Для меня все это было похоже на дублированный телевизионный повтор дебатов, которые мы проводили дома после кризиса на Уолл-стрит. И хотя мне было совершенно ясно, что нужно делать европейским лидерам, таким как Меркель и Саркози, я сочувствовал тому, в каком политическом переплете они оказались. В конце концов, мне было чертовски трудно убедить американских избирателей в том, что имеет смысл тратить миллиарды долларов налогоплательщиков на спасение банков и помощь незнакомым людям избежать лишения права выкупа или потери работы в нашей собственной стране. Меркель и Саркози, с другой стороны, просили убедить своих избирателей в том, что имеет смысл выручать кучку иностранцев.
Тогда я понял, что греческий долговой кризис был в равной степени геополитической проблемой, как и проблемой глобальных финансов, которая обнажила неразрешенные противоречия, лежащие в основе десятилетнего марша Европы к большей интеграции. В те головокружительные дни после падения Берлинской стены и в последующие годы методичной реструктуризации грандиозная архитектура этого проекта — общий рынок, евро, Европейский парламент и брюссельская бюрократия, наделенная полномочиями определять политику по широкому кругу вопросов регулирования — выражала оптимизм в отношении возможностей действительно единого континента, очищенного от ядовитого национализма, который подстегивал столетия кровавых конфликтов. В значительной степени эксперимент удался: В обмен на отказ от некоторых элементов своего суверенитета страны-члены Европейского союза наслаждались миром и всеобщим процветанием, возможно, не сравнимым ни с одним собранием людей в истории человечества.

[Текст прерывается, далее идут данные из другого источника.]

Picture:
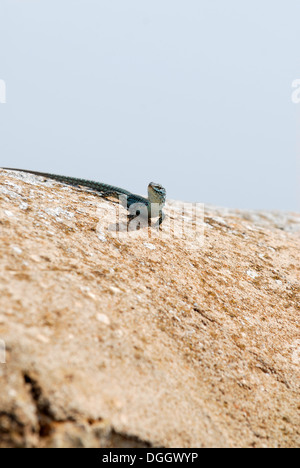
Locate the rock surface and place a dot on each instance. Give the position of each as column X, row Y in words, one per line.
column 145, row 338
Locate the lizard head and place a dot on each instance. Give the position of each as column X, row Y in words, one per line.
column 156, row 193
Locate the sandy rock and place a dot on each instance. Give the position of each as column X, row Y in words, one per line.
column 176, row 338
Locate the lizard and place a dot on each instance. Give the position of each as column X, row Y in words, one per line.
column 153, row 204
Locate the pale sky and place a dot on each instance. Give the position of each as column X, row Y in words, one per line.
column 195, row 95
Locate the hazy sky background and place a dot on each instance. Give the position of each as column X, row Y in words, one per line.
column 194, row 94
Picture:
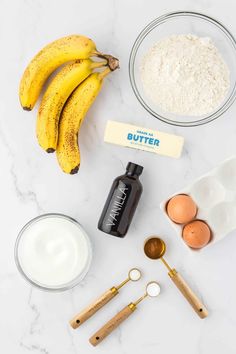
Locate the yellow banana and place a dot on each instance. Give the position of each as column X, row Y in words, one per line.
column 49, row 59
column 73, row 114
column 58, row 91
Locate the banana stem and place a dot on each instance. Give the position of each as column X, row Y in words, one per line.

Но национальная идентичность — различия в языке, культуре, истории и уровне экономического развития — это упрямая вещь. И по мере усугубления экономического кризиса все те различия, которые в хорошие времена были прикрыты бумагой, стали выходить на первый план. Насколько граждане более богатых и эффективных европейских стран готовы взять на себя обязательства соседней страны или видеть, как их налоги перераспределяются в пользу тех, кто находится за пределами их границ? Примут ли граждане стран, находящихся в экономическом кризисе, жертвы, навязанные им далекими чиновниками, с которыми они не чувствуют родства и над которыми у них практически нет власти? По мере того, как разгорались дебаты о Греции, публичные дискуссии в некоторых из стран-членов ЕС, таких как Германия, Франция и Нидерланды, иногда выходили за рамки неодобрения политики греческого правительства и переходили в более широкое обвинение греческого народа — как он небрежно относится к работе или как он терпим к коррупции и считает основные обязанности, такие как уплата налогов, просто необязательными. Или, как я услышал, как один чиновник Евросоюза неопределенного происхождения говорил другому, пока я мыл руки в туалете на саммите G8:
"Они думают не так, как мы".
Такие лидеры, как Меркель и Саркози, были слишком заинтересованы в единстве Европы, чтобы пользоваться такими стереотипами, но их политика диктовала им осторожность при согласовании любого плана спасения. Я заметил, что они редко упоминали о том, что немецкие и французские банки были одними из крупнейших кредиторов Греции, или что большая часть накопленного греками долга была получена за счет покупки немецкого и французского экспорта — факты, которые могли бы прояснить избирателям, почему спасение греков от дефолта равносильно спасению их собственных банков и промышленности. Возможно, они опасались, что такое признание переключит внимание избирателей с неудач сменявших друг друга греческих правительств на неудачи немецких и французских чиновников, которым было поручено контролировать практику банковского кредитования. А может быть, они опасались, что если их избиратели полностью осознают основные последствия европейской интеграции — степень, в которой их экономические судьбы, к добру и к худу, оказались связанными с судьбами людей, которые "не такие, как мы", — то это может им не понравиться.